Having a presence in the third largest economy of the world is of vital importance for Malta, not only from a trade aspect but also from a political, cultural and people-to-people aspect.

Since the establishment of diplomatic relations with Japan in 1965, Malta has maintained friendly bilateral ties and has also witnessed an intensification of this relationship in recent years.

Of note is the visit of Japanese Prime Minister Shinzo Abe on May 27, 2017, the first official visit of a Japanese prime minister to Malta, followed by an official visit to Japan by the then prime minister, Joseph Muscat, accompanied by a sizeable trade delegation from July 30 to August 2, 2018, organised by TradeMalta. 

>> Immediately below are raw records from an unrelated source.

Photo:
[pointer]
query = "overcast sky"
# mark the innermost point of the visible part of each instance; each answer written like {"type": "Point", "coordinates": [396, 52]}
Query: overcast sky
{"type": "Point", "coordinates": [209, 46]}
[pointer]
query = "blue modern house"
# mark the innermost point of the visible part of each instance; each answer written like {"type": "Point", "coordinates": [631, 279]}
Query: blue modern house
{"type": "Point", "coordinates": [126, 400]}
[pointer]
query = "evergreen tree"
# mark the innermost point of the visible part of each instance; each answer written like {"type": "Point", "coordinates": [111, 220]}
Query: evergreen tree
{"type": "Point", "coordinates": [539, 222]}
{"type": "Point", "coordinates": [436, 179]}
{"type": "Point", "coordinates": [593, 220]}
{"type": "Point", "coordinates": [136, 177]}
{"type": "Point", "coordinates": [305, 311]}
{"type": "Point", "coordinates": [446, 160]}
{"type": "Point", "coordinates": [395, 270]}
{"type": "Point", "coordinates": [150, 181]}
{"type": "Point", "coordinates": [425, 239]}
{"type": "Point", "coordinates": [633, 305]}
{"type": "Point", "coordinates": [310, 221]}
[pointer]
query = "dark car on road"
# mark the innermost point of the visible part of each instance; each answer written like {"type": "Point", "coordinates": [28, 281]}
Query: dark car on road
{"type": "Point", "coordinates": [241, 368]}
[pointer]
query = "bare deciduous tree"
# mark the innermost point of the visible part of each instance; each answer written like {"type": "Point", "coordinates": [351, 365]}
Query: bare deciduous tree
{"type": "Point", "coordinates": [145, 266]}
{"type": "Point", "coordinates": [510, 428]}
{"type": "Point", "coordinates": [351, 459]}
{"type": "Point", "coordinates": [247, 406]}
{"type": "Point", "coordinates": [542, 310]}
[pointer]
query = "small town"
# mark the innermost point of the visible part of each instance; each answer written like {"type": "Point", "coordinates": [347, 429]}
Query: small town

The opening of a diplomatic mission in Tokyo is in itself a powerful statement indicating our country’s commitment to establish closer links with Japan. Having a diplomatic mission in Japan can better enable Malta to pursue international trade diplomacy by:

• Being in a very good position to make important contacts and connections in diplomatic circles and in the business sector to help connect with both the Maltese public and private sector.

• Negotiating better on a government-to-government level to reduce trade barriers with Japan which can help create a level playing field for Malta-based companies to do business with Japan.

• Organising events showcasing Maltese products and services in Japan to give greater visibility to our country.

• Providing up-to-date and accurate information about the Maltese business climate.

• Being in direct contact with Japanese importers which will effectively identify problems which might hinder B2B and B2C trade relations.

• Promoting Malta on various media platforms, newspapers, magazines and TV shows.

• Assisting in the organisation of business missions to Japan from Malta.

• Being well informed on the new developments, trends and policies in Japan which can aid Maltese businesses to better target the market.

These are a few examples of what the Maltese embassy with a resident ambassador can do to enhance Malta’s trade relations with Japan.

If a company aims to export to the Japanese market, there is no quick-fix solution. There needs to be solid groundwork and market research studies to better understand Japanese ways of doing business.

Cultivating people-to-people relations is also very important, so it is generally expected to travel physically to Japan to meet business partners and to invite them to Malta and attend trade fairs.

Malta-based companies have managed to export to Japan with success. As an example, the tuna industry is a major powerhouse in our economy and the major export commodity to Japan.

The above efforts require a certain level of investment but one might tap into schemes available to Maltese enterprises from TradeMalta and Malta Enterprise that might help

ease the burden of doing business with Japan.